Es funktioniert halbwegs, aber erst später. Am Anfang wird in gewohnter Pilotfilmmanier jemand neues in eine bestehende Situation eingeführt, damit wir mit ihm den für uns neuen Ort, Burg Schreckenstein, kennenlernen können – und dann kann man ja bei genug Erfolg mit der Serie weitermachen, denn das Ganze beruht ja nun auf einer Buchreihe. Ob auch die mit einem neuen Schüler etc. beginnt, kann dann ja jeder mal in stiller Eigenarbeit herausfinden, aber sobald wir dann mal langsam im Geschehen waren, kamen ein paar der Erinnerungen wieder. Streiche spielen, Mädcheninternat, das die Feinde sind, auf der anderen Seite des Sees… und Mücke hat eine Schwester dort. Das war es in etwa und das war auch alles drin. Ob die auch eine schlimme Schulleiterin hatten…

…und…

damit sind wir bei den Kritikpunkten angekommen. Mit Harald Schmidt als Burgherrn kann ich leben, ganz ehrlich, keine Ahnung ob es diese Figur in der Reihe gab und wenn, welche Rolle sie gespielt hat.
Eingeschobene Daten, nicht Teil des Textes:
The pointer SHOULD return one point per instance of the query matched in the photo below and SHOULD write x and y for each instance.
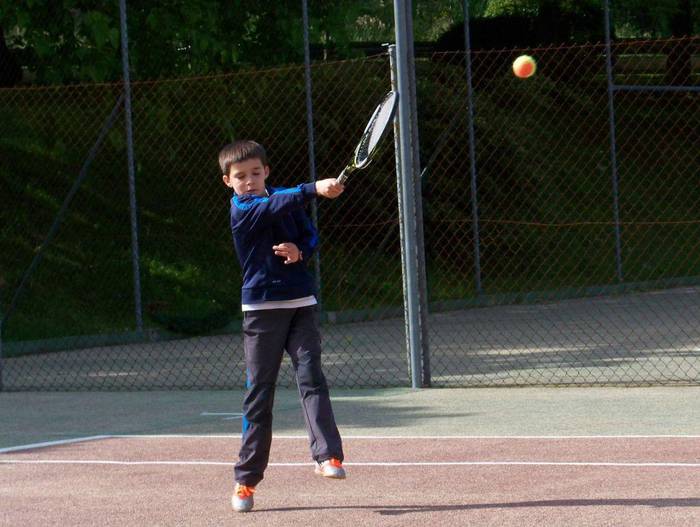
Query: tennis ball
(524, 66)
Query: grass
(545, 204)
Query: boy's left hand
(289, 251)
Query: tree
(10, 72)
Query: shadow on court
(398, 510)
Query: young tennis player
(274, 240)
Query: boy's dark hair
(241, 151)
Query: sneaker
(242, 500)
(331, 468)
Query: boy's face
(247, 177)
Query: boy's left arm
(308, 241)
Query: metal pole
(420, 236)
(472, 152)
(311, 141)
(411, 295)
(613, 142)
(135, 258)
(391, 49)
(1, 361)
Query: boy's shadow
(395, 510)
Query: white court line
(52, 443)
(351, 464)
(48, 444)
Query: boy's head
(244, 166)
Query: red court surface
(187, 480)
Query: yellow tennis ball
(524, 66)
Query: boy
(274, 239)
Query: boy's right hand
(329, 188)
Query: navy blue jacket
(258, 223)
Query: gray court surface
(633, 339)
(30, 418)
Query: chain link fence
(566, 254)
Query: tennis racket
(375, 130)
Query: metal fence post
(613, 144)
(420, 236)
(411, 294)
(1, 360)
(311, 141)
(472, 152)
(135, 258)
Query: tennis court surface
(613, 456)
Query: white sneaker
(331, 468)
(242, 500)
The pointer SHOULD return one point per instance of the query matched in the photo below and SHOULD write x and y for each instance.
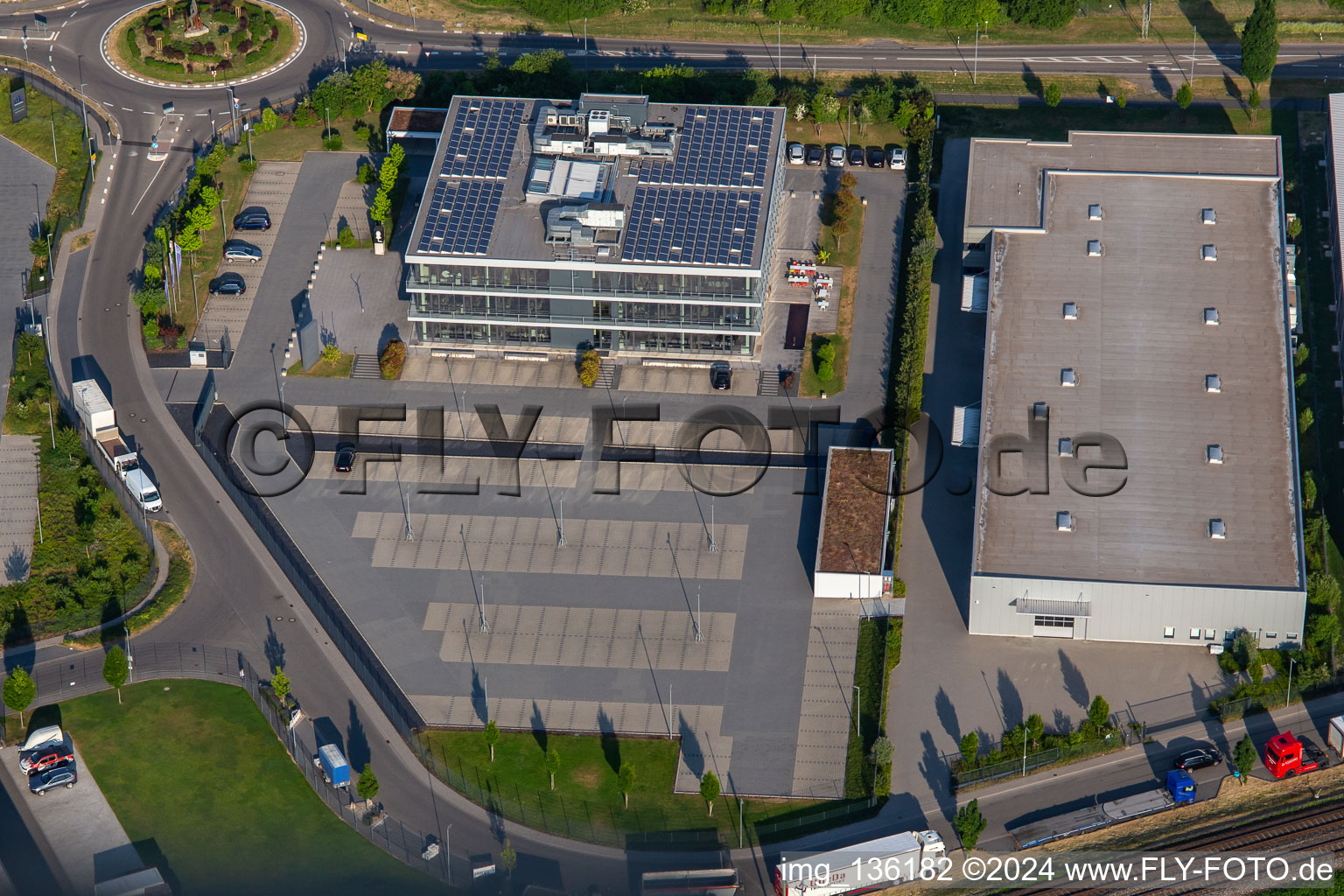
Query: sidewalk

Tiefpunkt ist aber Sophie Rois, die man zwar nicht leiden kann, aber eigentlich weniger aus den Gründen, aus denen man es soll, weil sie zu engstirnig etc. ist, sondern einfach wegen ihres grauenvoll-übertriebenen Spiels. Das wird dann auch noch durch ein Handlungselement unterstützt, mit dem sie es hier wirklich übertreiben. Und, ganz furchtbar, die schlimmen Musikeinlagen, teils gerappt, bei denen eigentlich nur das „Mädchen gegen Jungs“ gefehlt hat, aber das gab es ja schon in einem anderen Film… ich hab verdrängt, in welchem. Also bitte, falls ihr weitermacht, lasst doch bitte diesen Scheiß bleiben!

Und

größtenteils funktioniert das eigentlich ganz gut. Bisschen modernisiert, klar, ließ sich wohl nicht umgehen, aber es scheint fast so, als hättet ihr in machen Bereichen Geist und Ton der Bücher von damals durchaus getroffen… und das ist doch mal gar nicht mal so schlecht. Wer also ins Kinointernat möchte, der kann sich ab 20. Oktober 2016 von seinen Eltern dort einliefern lassen.